Today was Nain Betws’ funeral — a solemn moment for Kev’s family, and one more in what’s become a sad pattern these past four years: the only time they all seem to gather anymore is to either marry or bury someone. A clan of professional mourners almost, not by choice but by frequency. It’s tragic how often grief brings people together when everyday life never quite manages to.
I didn’t go to the funeral. Declan's child-minder is on holiday, which meant there was no one to look after him, so the boy and I stayed put. Later, we’ll take a walk up to Knees Up Mother Brown in Betws-yn-Rhos — not to drown anything in drink, but maybe to reflect, remember, and let life carry on in its own messy, unpredictable way.

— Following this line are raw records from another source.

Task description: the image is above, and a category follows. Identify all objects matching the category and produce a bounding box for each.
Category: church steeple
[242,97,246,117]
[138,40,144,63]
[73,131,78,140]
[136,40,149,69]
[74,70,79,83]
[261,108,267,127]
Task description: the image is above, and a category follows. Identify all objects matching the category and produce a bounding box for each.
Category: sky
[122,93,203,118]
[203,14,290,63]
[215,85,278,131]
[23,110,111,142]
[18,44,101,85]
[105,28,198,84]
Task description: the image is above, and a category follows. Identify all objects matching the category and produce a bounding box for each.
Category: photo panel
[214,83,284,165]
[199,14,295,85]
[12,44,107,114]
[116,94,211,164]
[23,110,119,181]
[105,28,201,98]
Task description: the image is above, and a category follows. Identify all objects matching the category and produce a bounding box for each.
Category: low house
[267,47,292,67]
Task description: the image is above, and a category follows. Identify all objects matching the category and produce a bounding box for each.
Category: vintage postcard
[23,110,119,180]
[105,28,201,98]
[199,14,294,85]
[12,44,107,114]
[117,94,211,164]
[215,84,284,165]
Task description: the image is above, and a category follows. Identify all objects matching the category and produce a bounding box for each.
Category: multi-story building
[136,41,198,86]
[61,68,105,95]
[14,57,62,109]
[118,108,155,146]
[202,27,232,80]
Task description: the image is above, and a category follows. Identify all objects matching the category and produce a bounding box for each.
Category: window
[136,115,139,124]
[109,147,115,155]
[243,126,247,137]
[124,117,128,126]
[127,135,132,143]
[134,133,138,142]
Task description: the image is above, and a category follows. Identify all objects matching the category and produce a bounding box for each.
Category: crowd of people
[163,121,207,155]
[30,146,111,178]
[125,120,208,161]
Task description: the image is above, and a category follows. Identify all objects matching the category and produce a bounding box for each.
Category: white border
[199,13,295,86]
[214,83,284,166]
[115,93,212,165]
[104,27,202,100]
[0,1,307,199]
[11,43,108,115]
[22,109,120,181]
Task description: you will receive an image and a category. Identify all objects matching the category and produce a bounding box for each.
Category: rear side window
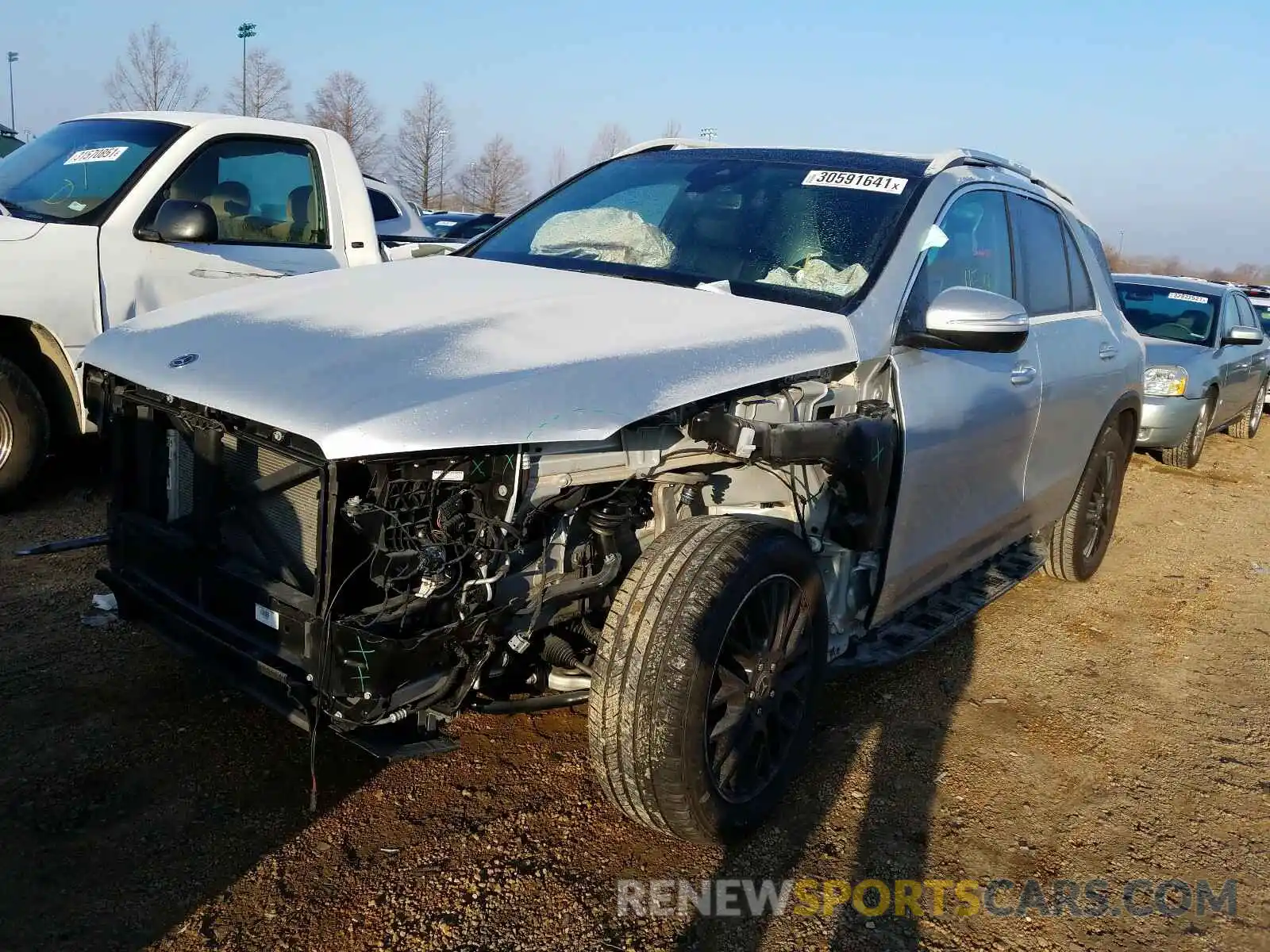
[366,188,402,221]
[1010,193,1067,316]
[1063,225,1096,311]
[1081,222,1115,286]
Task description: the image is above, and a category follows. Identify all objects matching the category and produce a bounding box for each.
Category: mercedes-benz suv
[85,141,1145,840]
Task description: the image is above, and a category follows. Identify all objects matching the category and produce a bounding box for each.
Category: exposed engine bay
[94,370,898,753]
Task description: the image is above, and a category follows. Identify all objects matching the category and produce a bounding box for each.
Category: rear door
[100,136,343,326]
[1213,294,1253,427]
[1234,294,1268,404]
[874,186,1043,622]
[1008,192,1122,529]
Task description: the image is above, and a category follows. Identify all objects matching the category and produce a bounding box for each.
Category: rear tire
[0,357,51,510]
[1226,378,1270,440]
[1045,425,1128,582]
[587,516,828,843]
[1160,393,1217,470]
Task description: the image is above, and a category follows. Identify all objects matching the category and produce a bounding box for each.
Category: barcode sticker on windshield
[62,146,129,165]
[802,169,908,195]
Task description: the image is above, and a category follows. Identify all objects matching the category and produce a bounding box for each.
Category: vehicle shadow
[675,620,976,952]
[0,444,379,952]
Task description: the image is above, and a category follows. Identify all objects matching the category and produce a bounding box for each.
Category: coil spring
[587,487,643,535]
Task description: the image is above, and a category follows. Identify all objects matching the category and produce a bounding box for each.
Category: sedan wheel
[1160,398,1213,470]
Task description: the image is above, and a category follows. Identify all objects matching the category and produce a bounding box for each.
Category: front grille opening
[117,405,322,595]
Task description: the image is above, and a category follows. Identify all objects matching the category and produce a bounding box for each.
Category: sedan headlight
[1141,367,1186,396]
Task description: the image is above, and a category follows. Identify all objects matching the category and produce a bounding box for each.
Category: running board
[829,536,1045,674]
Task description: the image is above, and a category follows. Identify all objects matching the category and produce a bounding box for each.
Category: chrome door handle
[1010,363,1037,387]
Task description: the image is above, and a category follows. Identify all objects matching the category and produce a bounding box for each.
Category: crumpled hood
[0,214,44,243]
[76,255,859,459]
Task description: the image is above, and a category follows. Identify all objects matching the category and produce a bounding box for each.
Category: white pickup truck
[0,113,429,508]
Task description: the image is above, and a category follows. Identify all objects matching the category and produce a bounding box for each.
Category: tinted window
[160,138,326,246]
[1063,225,1096,311]
[1234,294,1257,328]
[1222,294,1240,336]
[1115,282,1221,344]
[1253,298,1270,334]
[906,189,1014,326]
[366,188,402,221]
[1010,194,1072,315]
[1081,222,1115,284]
[0,119,184,221]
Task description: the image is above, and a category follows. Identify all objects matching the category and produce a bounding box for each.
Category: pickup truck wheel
[0,357,49,509]
[1226,378,1270,440]
[587,516,829,843]
[1045,427,1126,582]
[1160,396,1217,470]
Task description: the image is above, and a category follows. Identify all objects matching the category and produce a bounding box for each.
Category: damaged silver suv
[84,141,1143,840]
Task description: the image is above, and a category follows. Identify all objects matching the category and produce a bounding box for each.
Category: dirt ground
[0,434,1270,952]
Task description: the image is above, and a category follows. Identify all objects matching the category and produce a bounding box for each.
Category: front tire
[1045,425,1128,582]
[0,357,51,510]
[1226,378,1270,440]
[587,516,828,843]
[1160,395,1217,470]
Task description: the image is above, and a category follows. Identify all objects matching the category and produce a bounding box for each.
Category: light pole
[239,23,256,116]
[9,51,17,132]
[429,125,449,205]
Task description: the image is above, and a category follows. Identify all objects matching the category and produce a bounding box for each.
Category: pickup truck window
[366,188,402,221]
[0,119,184,225]
[155,137,328,248]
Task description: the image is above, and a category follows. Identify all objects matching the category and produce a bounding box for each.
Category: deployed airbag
[760,258,868,297]
[529,208,675,268]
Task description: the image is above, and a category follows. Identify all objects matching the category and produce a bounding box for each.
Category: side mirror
[137,198,220,244]
[1222,325,1266,347]
[912,287,1029,353]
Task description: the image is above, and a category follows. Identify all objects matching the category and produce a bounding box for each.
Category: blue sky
[0,0,1270,265]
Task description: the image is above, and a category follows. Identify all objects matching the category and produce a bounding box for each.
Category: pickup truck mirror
[900,287,1029,353]
[1222,326,1266,347]
[146,198,220,244]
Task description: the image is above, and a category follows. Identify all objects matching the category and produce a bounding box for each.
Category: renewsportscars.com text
[618,878,1237,919]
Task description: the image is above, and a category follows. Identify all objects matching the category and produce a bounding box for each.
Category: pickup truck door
[1007,192,1124,531]
[874,188,1043,624]
[1227,294,1266,413]
[100,135,345,330]
[1213,294,1260,425]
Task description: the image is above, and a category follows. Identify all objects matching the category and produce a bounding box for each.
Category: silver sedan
[1115,274,1270,468]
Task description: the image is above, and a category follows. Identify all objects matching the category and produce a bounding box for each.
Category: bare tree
[307,70,386,173]
[548,148,572,188]
[591,122,631,163]
[396,83,453,208]
[1230,262,1270,284]
[104,23,207,110]
[221,47,294,119]
[460,136,529,213]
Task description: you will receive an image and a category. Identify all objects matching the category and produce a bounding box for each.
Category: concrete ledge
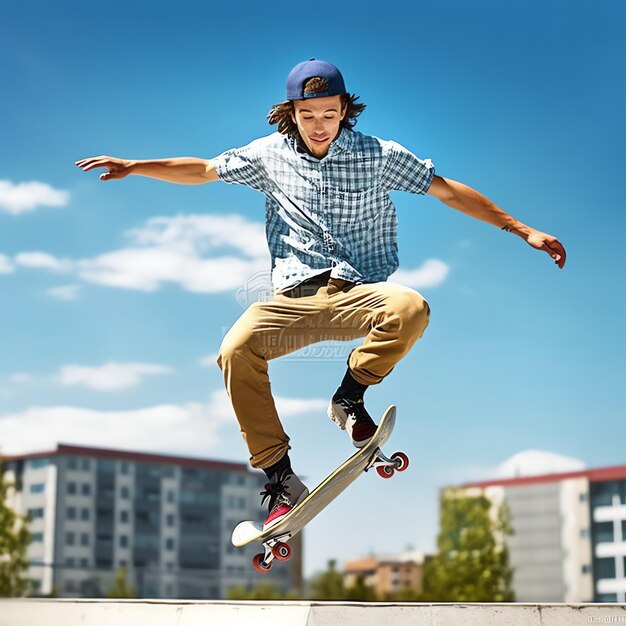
[0,599,626,626]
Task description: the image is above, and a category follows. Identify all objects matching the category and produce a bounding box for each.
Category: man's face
[293,96,346,159]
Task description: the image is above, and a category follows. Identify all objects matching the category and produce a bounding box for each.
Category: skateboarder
[77,59,565,527]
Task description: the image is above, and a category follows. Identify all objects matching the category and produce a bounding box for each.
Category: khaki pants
[217,278,430,468]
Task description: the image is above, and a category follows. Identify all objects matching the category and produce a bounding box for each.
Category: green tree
[310,561,346,600]
[423,489,515,602]
[106,567,136,598]
[0,459,32,598]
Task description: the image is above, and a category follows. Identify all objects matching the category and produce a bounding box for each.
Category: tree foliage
[0,459,31,598]
[310,560,347,600]
[106,567,136,598]
[423,490,515,602]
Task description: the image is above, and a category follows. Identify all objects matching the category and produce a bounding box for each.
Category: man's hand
[526,228,566,269]
[76,156,219,185]
[428,176,565,268]
[76,156,133,180]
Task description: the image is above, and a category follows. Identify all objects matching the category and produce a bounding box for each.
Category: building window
[595,557,615,580]
[594,522,614,543]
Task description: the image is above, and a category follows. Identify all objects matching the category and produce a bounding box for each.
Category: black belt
[280,270,352,298]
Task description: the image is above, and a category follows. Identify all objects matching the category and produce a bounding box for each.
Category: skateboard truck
[236,405,402,573]
[252,533,292,574]
[365,448,409,478]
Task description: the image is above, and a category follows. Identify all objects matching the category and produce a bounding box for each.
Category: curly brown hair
[267,76,366,138]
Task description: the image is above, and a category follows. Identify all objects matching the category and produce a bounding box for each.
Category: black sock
[263,452,293,480]
[337,368,369,400]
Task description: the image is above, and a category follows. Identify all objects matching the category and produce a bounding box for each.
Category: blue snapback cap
[287,59,346,100]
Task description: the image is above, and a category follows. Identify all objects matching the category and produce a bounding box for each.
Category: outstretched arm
[428,176,565,268]
[76,156,219,185]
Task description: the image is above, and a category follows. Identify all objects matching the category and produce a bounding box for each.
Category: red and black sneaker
[328,391,378,448]
[261,473,309,530]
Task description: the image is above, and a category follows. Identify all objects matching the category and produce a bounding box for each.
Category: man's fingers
[78,159,115,172]
[541,241,565,268]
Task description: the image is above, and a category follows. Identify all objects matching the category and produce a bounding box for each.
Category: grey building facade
[454,465,626,603]
[4,445,302,598]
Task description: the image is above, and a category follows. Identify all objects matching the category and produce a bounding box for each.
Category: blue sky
[0,0,626,572]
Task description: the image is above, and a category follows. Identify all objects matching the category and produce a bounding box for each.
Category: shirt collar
[291,128,354,161]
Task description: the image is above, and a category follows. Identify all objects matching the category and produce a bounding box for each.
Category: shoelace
[259,481,289,510]
[337,398,374,423]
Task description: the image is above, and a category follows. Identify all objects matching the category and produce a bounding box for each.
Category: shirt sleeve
[212,139,267,191]
[380,140,435,194]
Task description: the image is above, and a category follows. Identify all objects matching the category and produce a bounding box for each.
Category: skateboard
[232,405,409,573]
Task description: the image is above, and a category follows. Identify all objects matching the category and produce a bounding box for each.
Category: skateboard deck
[232,405,408,572]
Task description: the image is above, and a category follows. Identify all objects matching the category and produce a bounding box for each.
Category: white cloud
[9,215,449,294]
[0,180,70,215]
[495,450,586,478]
[0,403,223,454]
[389,259,450,289]
[0,254,15,274]
[15,252,72,272]
[16,215,269,293]
[46,285,80,300]
[57,363,172,391]
[0,391,326,456]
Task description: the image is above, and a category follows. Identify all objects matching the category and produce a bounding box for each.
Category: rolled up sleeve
[381,140,435,194]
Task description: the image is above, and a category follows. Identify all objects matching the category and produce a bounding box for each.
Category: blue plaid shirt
[213,128,435,291]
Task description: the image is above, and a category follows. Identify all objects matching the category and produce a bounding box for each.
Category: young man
[76,59,565,526]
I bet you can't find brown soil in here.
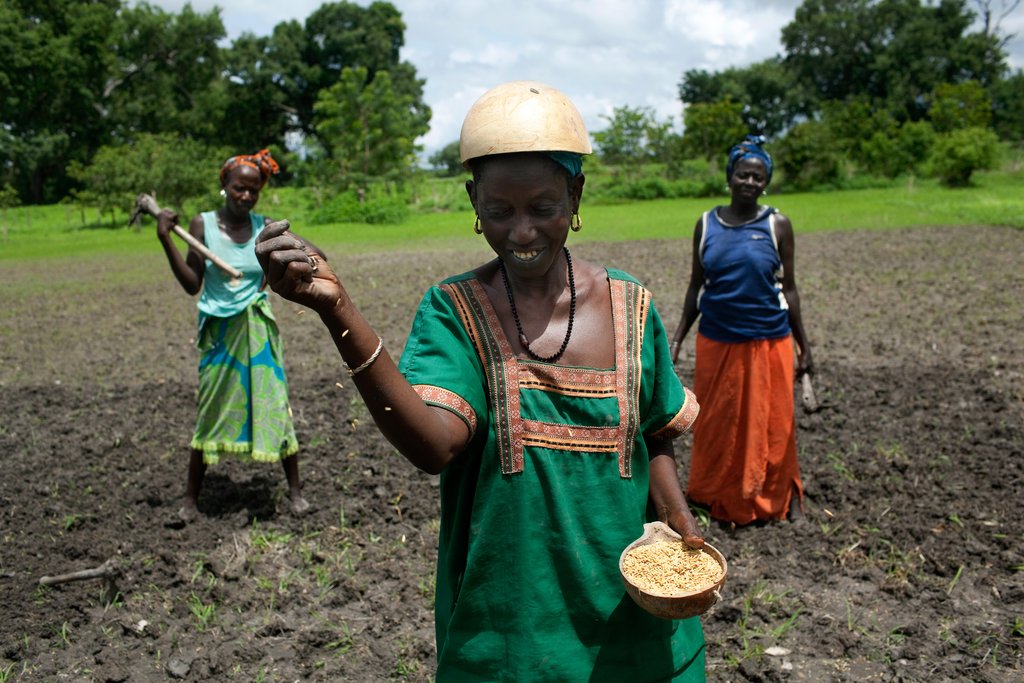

I’ve always found funerals to be strange rituals. Are they meant to help us mourn someone’s passing, or celebrate the life they led? And once you're gone, what’s left of you, really? A fleeting thought, maybe — a moment someone has when they pass by your old house, or a name that lingers in a half-remembered anecdote. Is that your legacy? Shouldn’t it be something that lives longer and louder?
I sometimes wonder if even someone like Hitler obsessed over that same question — the desire not to be forgotten, regardless of the cost.
I know some people who actually scan the obituaries looking for a funeral to attend — to offer support, maybe, or just to break the routine. Me? I’d rather mourn in my own way, in my own space, without the religious pageantry or platitudes. Let me reflect on someone’s life in silence, or through stories, not hymns. I saw it with Malcolm — the church service wasn’t for him, but done to keep his mum happy. It was a strange compromise: grief dressed up in someone else’s rules.
It makes me think — when I go, how should I say goodbye? Should I plan it in advance? Make it something unorthodox and wild just to throw a wrench in the system? Or should I just leave it up to whoever’s left behind to sort it all out?
But if I do that, there’s a real risk that some vicar will step in to exploit my death — to milk the moment for comfort and control, turning my absence into a platform for their own beliefs.
Maybe I’ll sidestep it entirely. Maybe I’ll just donate my body to science — let a group of medical students have a good laugh flicking my eyeballs across the lecture theatre or playing rugby with my brain. That’d be a send-off no priest could hijack.